New Benchmark Exposes Text-to-Structure Reasoning Weakness in Large Language Models
A new research paper introduces T2S-Bench, the first benchmark specifically designed to measure how well large language models convert text into structured formats—a capability fundamental to tasks like information extraction, knowledge graph construction, and document understanding.
The benchmark evaluates 45 mainstream models across 1,800 carefully constructed samples spanning 6 scientific domains and 32 different structural types. Results reveal significant performance gaps. The average accuracy on multi-hop reasoning tasks stands at just 52.1%, and even the best-performing models achieve only 58.1% node accuracy in end-to-end extraction tasks.
Structure-of-Thought Prompting
Alongside the benchmark, researchers propose Structure-of-Thought (SoT), a prompting technique that explicitly guides models to construct intermediate text structures before generating final outputs. Testing on Qwen2.5-7B-Instruct shows SoT delivers consistent improvements: an average +5.7% gain across eight diverse text-processing tasks, with fine-tuning on T2S-Bench data pushing improvements to +8.6%.
The approach mirrors human problem-solving: humans extract key points, infer relationships between them, and organize information into structures that guide reasoning. SoT replicates this process by having models generate structural representations as intermediate steps.
Benchmark Design and Coverage
T2S-Bench covers scientific domains including chemistry, materials science, biomedicine, physics, computer science, and earth science. The 32 structural types range from molecular structures to semantic relationships, entity networks, and process flows. Researchers emphasize "rigorous construction" to ensure accuracy, fairness, and quality across all samples.

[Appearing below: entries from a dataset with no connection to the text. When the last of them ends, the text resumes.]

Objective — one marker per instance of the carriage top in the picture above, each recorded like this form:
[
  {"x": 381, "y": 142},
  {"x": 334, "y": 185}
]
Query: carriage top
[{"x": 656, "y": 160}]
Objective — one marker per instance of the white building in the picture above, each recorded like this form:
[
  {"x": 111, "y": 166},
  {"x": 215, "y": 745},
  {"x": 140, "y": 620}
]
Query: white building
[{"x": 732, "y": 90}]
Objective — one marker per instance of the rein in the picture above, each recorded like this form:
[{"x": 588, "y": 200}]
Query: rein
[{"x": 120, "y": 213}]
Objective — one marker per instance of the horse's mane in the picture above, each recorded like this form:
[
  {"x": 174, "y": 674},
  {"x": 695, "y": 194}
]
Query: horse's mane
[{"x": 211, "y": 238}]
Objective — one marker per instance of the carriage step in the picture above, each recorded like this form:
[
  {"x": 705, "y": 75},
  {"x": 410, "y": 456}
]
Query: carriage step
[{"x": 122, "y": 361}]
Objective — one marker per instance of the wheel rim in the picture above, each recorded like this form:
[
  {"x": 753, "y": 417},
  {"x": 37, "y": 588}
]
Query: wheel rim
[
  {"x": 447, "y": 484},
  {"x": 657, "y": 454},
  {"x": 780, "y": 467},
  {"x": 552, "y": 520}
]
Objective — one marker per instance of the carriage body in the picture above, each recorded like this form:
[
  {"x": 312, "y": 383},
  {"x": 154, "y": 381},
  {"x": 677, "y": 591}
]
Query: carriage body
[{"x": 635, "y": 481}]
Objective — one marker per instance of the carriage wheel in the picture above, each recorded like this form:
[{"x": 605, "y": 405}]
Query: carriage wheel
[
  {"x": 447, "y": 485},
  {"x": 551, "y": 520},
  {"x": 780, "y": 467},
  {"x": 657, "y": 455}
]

The benchmark's scope—evaluating three model families across eight tasks—provides broad evidence that text-to-structure reasoning remains a weak point across current LLMs, regardless of architecture or training approach.
Reproducibility and Access
The researchers released both T2S-Bench dataset and evaluation code publicly at https://t2s-bench.github.io/T2S-Bench-Page/, enabling other researchers to test new models and develop improved approaches.
What This Means
T2S-Bench fills a measurement gap: prior work evaluated broad reasoning or specific downstream tasks, but no standardized benchmark existed specifically for text-to-structure conversion. The benchmark shows this capability lags significantly behind other LLM competencies. The +5.7% baseline improvement from SoT prompting—without fine-tuning—suggests this gap may be addressable through better prompting strategies or structured training data. For organizations relying on LLMs for knowledge extraction, information retrieval, or document analysis, these results indicate current models are operating well below theoretical capability on this task class.